The Bank’s repo rate has been at  3.5% since July 2020, having been cut by 2.75 percentage points in the wake of the national lockdown. It has kept it there even as other emerging markets such as Brazil, Russia, Mexico, the Czech Republic and Hungary have started to tighten policy.

Bigger concern

Kganyago is of course happy to take credit for this. It is precisely because of prior decisions by the Bank that kept inflation under control that SA has been able to enjoy historically low borrowing costs and support the economy through the Covid-19 shock, he has argued.

The question that has been occupying economists is whether that is about to change. Advanced economies have largely opened up, having managed to vaccinate many in their populations. After a decade when the worry was about how to keep prices from rising too slowly, or even falling, inflation has now become a bigger concern.

In the US, consumer price inflation is way above target and is running at the fastest pace since 2008, prompting Federal Reserve policymakers to indicate that they are talking about tapering their bond purchase programme, which has been injecting about $120bn a month.
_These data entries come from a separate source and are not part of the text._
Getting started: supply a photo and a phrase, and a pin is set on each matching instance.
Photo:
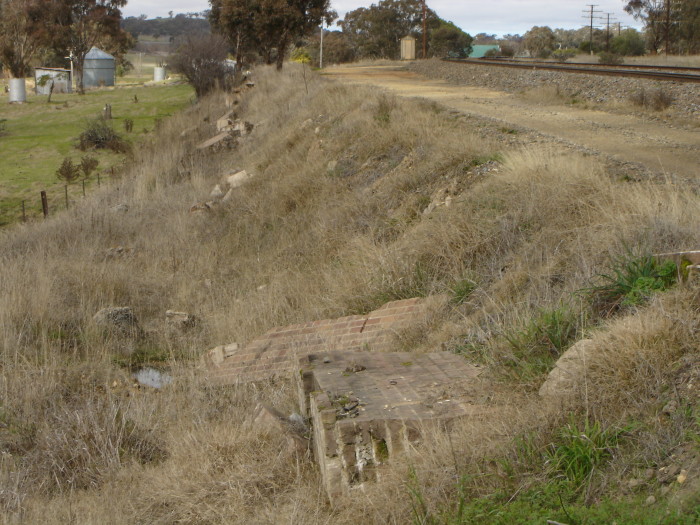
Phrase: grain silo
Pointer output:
(99, 69)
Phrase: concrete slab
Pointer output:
(275, 353)
(366, 408)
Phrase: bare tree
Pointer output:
(202, 60)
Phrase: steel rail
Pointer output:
(587, 64)
(677, 77)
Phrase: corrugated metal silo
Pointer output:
(99, 69)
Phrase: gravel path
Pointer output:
(592, 88)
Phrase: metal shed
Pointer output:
(61, 78)
(99, 69)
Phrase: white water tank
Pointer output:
(158, 74)
(18, 90)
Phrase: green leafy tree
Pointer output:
(628, 43)
(540, 41)
(272, 26)
(201, 59)
(78, 25)
(20, 34)
(375, 31)
(448, 39)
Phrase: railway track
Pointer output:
(649, 72)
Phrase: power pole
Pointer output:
(320, 60)
(607, 32)
(425, 34)
(668, 25)
(591, 15)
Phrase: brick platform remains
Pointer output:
(276, 352)
(367, 407)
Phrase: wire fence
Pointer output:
(52, 200)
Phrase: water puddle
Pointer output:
(152, 377)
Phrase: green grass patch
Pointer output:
(38, 136)
(632, 281)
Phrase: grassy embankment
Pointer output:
(334, 223)
(37, 136)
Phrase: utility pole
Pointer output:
(668, 25)
(590, 14)
(425, 34)
(607, 32)
(320, 60)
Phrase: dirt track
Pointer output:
(655, 146)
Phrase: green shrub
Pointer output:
(633, 280)
(540, 341)
(461, 291)
(100, 134)
(562, 55)
(610, 59)
(577, 451)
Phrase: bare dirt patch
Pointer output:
(646, 145)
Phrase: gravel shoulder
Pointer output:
(632, 142)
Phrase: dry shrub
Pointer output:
(299, 243)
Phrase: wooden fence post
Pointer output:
(44, 204)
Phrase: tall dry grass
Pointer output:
(331, 224)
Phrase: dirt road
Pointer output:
(655, 146)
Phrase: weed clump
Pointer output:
(99, 134)
(633, 280)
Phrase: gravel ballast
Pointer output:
(598, 89)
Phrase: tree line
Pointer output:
(52, 30)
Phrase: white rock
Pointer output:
(568, 372)
(216, 193)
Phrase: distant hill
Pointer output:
(178, 25)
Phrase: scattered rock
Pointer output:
(118, 252)
(294, 429)
(216, 193)
(670, 408)
(217, 355)
(180, 321)
(200, 207)
(119, 320)
(667, 474)
(223, 140)
(188, 131)
(570, 367)
(226, 122)
(238, 179)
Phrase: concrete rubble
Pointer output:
(366, 408)
(366, 403)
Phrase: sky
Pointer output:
(499, 17)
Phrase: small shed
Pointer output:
(408, 48)
(99, 69)
(481, 50)
(45, 76)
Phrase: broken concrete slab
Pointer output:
(221, 141)
(366, 408)
(267, 419)
(568, 372)
(275, 353)
(225, 123)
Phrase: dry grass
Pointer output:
(332, 223)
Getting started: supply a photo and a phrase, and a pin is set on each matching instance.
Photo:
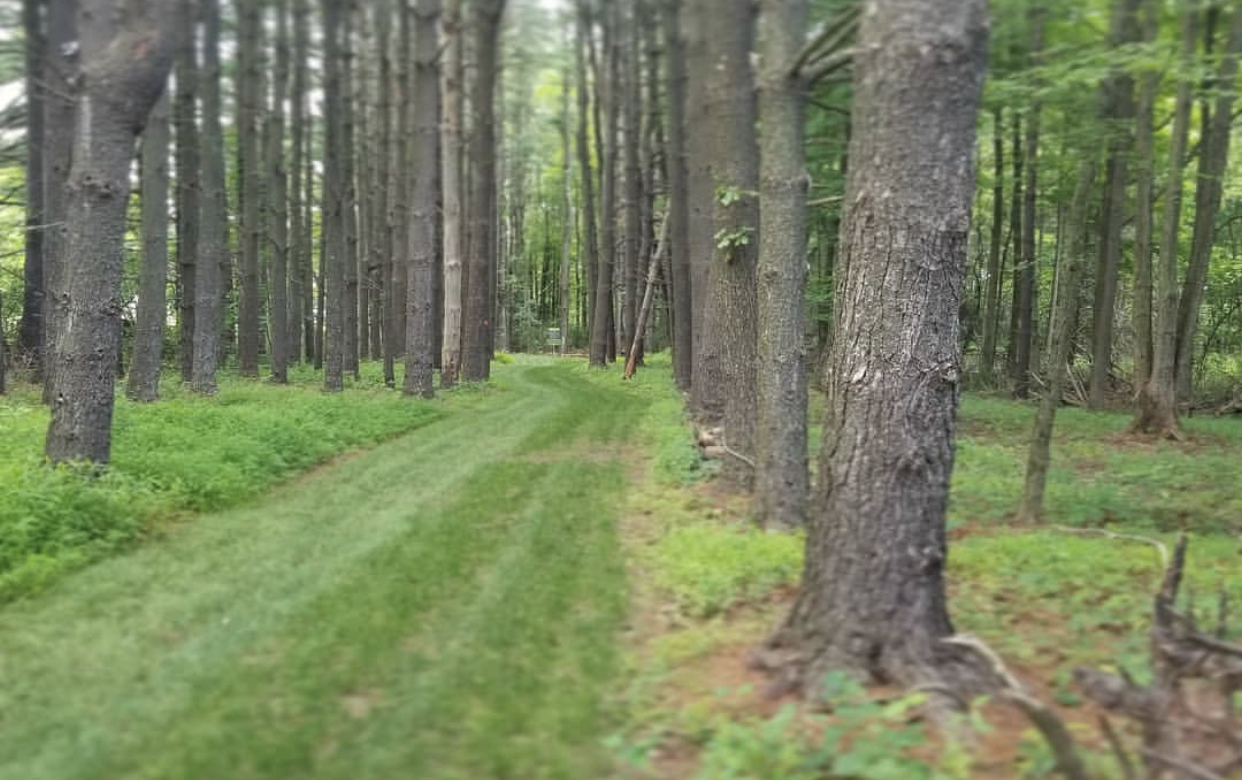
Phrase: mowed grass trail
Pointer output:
(445, 605)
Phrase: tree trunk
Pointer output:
(333, 257)
(992, 292)
(451, 184)
(729, 321)
(1144, 164)
(278, 203)
(61, 70)
(678, 198)
(213, 239)
(1214, 158)
(30, 332)
(606, 86)
(420, 312)
(189, 164)
(591, 250)
(250, 80)
(1158, 399)
(1027, 278)
(873, 593)
(127, 72)
(153, 278)
(1065, 319)
(781, 477)
(566, 214)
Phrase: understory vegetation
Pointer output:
(185, 453)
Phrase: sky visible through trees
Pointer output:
(825, 347)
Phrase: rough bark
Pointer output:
(590, 230)
(678, 198)
(333, 252)
(729, 319)
(1118, 112)
(1214, 159)
(1158, 398)
(1144, 186)
(481, 256)
(123, 73)
(420, 311)
(602, 324)
(189, 185)
(873, 593)
(992, 290)
(213, 237)
(1027, 277)
(451, 184)
(277, 193)
(1065, 319)
(61, 70)
(706, 386)
(299, 266)
(143, 381)
(30, 331)
(250, 98)
(781, 476)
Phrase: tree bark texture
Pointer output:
(123, 73)
(420, 311)
(873, 594)
(143, 381)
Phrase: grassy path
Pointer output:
(441, 606)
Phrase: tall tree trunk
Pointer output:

That spooked the markets and was one of the factors behind the rand weakening to more than R15/$. Tighter policy in the US may translate to more demand for dollars, drawing from riskier markets such as SA, something that may force the Bank’s hand if the rand were to weaken enough to have them worried about their 3%-6% inflation target being breached on the upside.
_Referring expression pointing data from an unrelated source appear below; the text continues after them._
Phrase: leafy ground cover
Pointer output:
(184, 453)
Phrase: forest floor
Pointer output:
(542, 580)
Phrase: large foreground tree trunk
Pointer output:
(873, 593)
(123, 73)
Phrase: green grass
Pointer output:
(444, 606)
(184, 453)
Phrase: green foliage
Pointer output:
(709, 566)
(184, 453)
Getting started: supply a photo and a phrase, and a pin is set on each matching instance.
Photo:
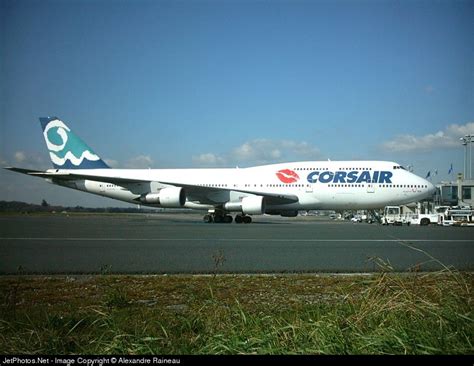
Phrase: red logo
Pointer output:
(287, 176)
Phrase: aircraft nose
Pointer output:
(431, 188)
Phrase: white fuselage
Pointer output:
(316, 185)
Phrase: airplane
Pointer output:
(277, 189)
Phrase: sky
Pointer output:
(186, 84)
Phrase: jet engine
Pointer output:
(171, 197)
(283, 213)
(253, 205)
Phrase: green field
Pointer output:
(384, 313)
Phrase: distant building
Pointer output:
(459, 193)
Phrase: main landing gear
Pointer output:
(226, 219)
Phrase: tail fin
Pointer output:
(68, 151)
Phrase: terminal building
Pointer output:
(459, 193)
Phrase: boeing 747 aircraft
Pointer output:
(276, 189)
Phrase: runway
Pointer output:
(182, 243)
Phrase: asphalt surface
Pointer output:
(182, 243)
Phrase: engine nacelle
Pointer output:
(171, 197)
(253, 205)
(283, 213)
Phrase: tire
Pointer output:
(425, 221)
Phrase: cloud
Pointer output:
(208, 159)
(139, 162)
(448, 138)
(112, 163)
(260, 151)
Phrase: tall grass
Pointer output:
(387, 313)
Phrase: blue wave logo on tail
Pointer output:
(68, 151)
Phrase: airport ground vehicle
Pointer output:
(392, 215)
(456, 217)
(423, 219)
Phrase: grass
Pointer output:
(385, 313)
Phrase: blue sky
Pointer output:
(226, 83)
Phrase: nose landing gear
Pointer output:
(216, 217)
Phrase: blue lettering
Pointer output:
(382, 177)
(364, 177)
(313, 177)
(375, 178)
(352, 177)
(326, 177)
(340, 177)
(385, 177)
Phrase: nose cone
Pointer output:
(431, 188)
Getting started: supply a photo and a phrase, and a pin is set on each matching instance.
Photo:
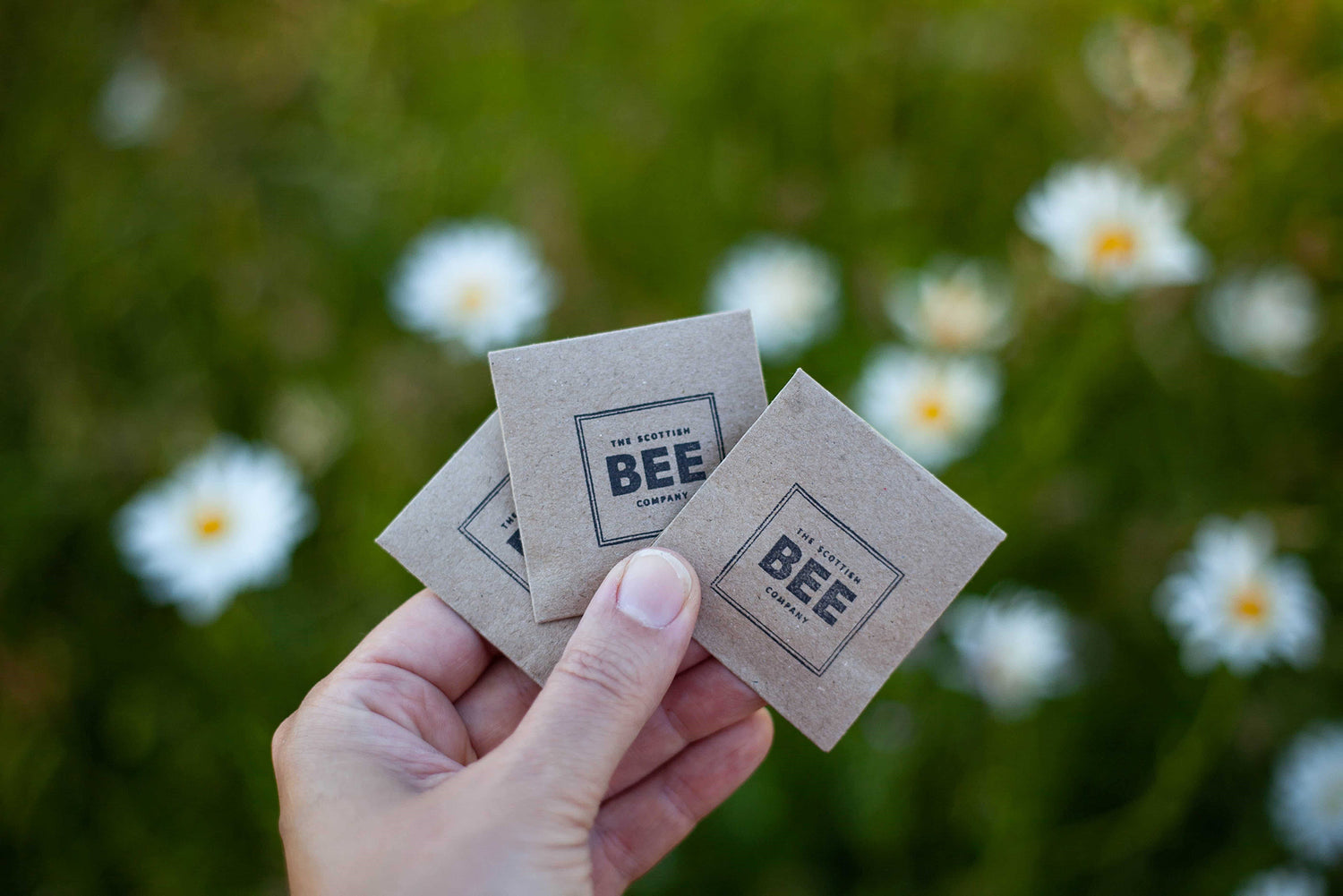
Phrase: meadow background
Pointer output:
(231, 274)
Shapiro’s travels gave a mixed picture. Boston seems to be resembling what I saw in the UK. Over there, it was hard to find a restaurant or supermarket that was not looking for workers. I even saw one looking for chefs, inviting applicants of  “all abilities”. I wondered if they would consider me with my zero ability.

This job even came with an offer of free lodging. So-called “golden hellos” used to be the preserve of  investment bankers, but supermarkets are now reportedly paying out such inducements to attract truck drivers, with nursing homes desperate for care workers. If only SA had such problems. 

Foreign workers

Just last week it was reported that Nando’s in the UK had to close a 10th of its restaurants due to shortages of chicken, something it cannot really do without. The UK services industry has also had to deal with Brexit, which caused foreign workers to leave and discouraged new arrivals.

So far the major central banks say the inflationary pressures are “transitory” and there are no long-term inflation concerns, though `those that are paying premium prices to fill positions are not convinced. While shelves are not exactly empty, consumers cannot take it for granted that their favourite brands will be easily available.

But for now at least, the markets believe the reassurance from the central banks. Markets did wobble last week, but the mood remains benign. Even the rand is more than 10% stronger than it was a year ago.

Based on how Shapiro describes New York — with empty premises, absent tourists and fewer yellow taxis — they may have a point. Perhaps, to paraphrase Citigroup former CEO Chuck Prince’s now notorious comments made just before the outbreak of the global financial crisis, the music is not back on and some more stimulus is needed before people “get up and dance”.

Back at Twitter Spaces with Zibi, Kganyago gave every indication that what happens in the US or the UK won’t be driving what he does from Pretoria.

At the height of the lockdown crisis, he received criticism for not following the examples of US and UK peers by creating new money in what is called quantitative easing. In comments that he repeated in parliament, he said he was not anxious about the inflation outlook in SA, giving every indication he will not be mimicking others on the way up either. 

If the Fed and the Bank of England are indeed behind the curve, he might have little choice.